三川というのは矢作川、菅生川(男川、乙川)、豊川のことで、この三川が三河の語源と言われています。
三河と聞くと、家康と三河武士団が想起されます。三河武士には耐え忍ぶ武士、主君家康の為には命を惜しまぬ武士という印象があります。
そのせいか映画などでは山に囲まれたやせた畑で、人質に取られた主君家康の帰りを待ちながら三河武士が耕している光景がよく映りますが、現実の三河は違います。
江戸時代のお座敷小唄に「五万石でも岡崎様は、お城下まで舟が着く」と歌われたように三川を使った舟運の発達した土地でした。また東西の交通を結ぶ流通拠点でもあり今川と織田は三河のゆたかな経済力を狙っていました。
この三河を根拠地としたのが松平家です。土着を始めて約3世紀、9代目が家康でした。
そのため松平家の譜代は深い地縁、血縁で結ばれておりました。他国に比べ、三河武士団の団結は堅固でこれが徳川の強みになっています。家康もその強みをいかすため、忠誠をつくす家臣に情愛を注ぎ育て上げていきました。
信玄に敗れた三方ヶ原の戦いでは家康を落ちのびさせるため家臣たちが次々に敵中に身を投じ、討ち取られた家臣たちは、皆、武田方に向かって倒れていたと三河武士団の勇名を天下に広めることになります。
浅井・朝倉と戦った姉川の戦いでは13段で備えていた織田軍が浅井勢に11段目まで破られ、あわや総崩れになるところを朝倉と戦っていた家康が、旗本の榊原康政に横槍を入れ、三河武士のふんばりで朝倉勢の進撃をくい止め、勝利へと転換しました。
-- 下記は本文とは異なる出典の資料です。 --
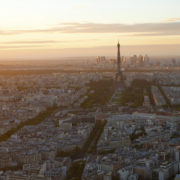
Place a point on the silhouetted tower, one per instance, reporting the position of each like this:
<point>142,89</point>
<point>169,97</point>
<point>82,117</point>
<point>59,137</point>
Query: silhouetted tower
<point>119,74</point>
<point>118,58</point>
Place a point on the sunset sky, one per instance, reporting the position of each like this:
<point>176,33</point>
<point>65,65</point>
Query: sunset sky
<point>58,28</point>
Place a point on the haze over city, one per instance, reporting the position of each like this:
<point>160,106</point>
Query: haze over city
<point>52,28</point>
<point>89,90</point>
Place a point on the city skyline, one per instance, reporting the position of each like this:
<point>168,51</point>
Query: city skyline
<point>60,29</point>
戦の実績から家康に三河武士団ありと喧伝され、やがて家康は「街道一の弓取り」と呼ばれるようになります。
武士にとって家康についていけば道が開けると言う安心感となっていきます。つまり家康というブランドへの信頼感です。家康自身も「武士の棟梁」として武士たちの権益を保証する立場を演出していきます。これが天下取りへの大きな布石になっていきます。
家康自身が我に三河武士ありと大いにプロモーションしていた逸話が残っています。
「東照宮御實紀」によると関白秀吉がある時、宇喜田など諸大名を集めて、自分が所持する宝物などを自慢して、「さて、家康殿はどのようなお宝をお持ちですかな」と家康に尋ねたことがあります。
すると家康は「ご存知のように、それがしは三河の片田舎の生まれですので、何も珍しいものは持っておりません。ただ、それがしのためには、火の中、水の中へ飛び入り、命を惜しまない武士を五百騎ほど配下にしております。これこそ、この家康にとって、第一の宝物と思っております」と答えています。
秀吉は赤面して、「そのような宝を自分も欲しいものだ」と語ったと記録されています。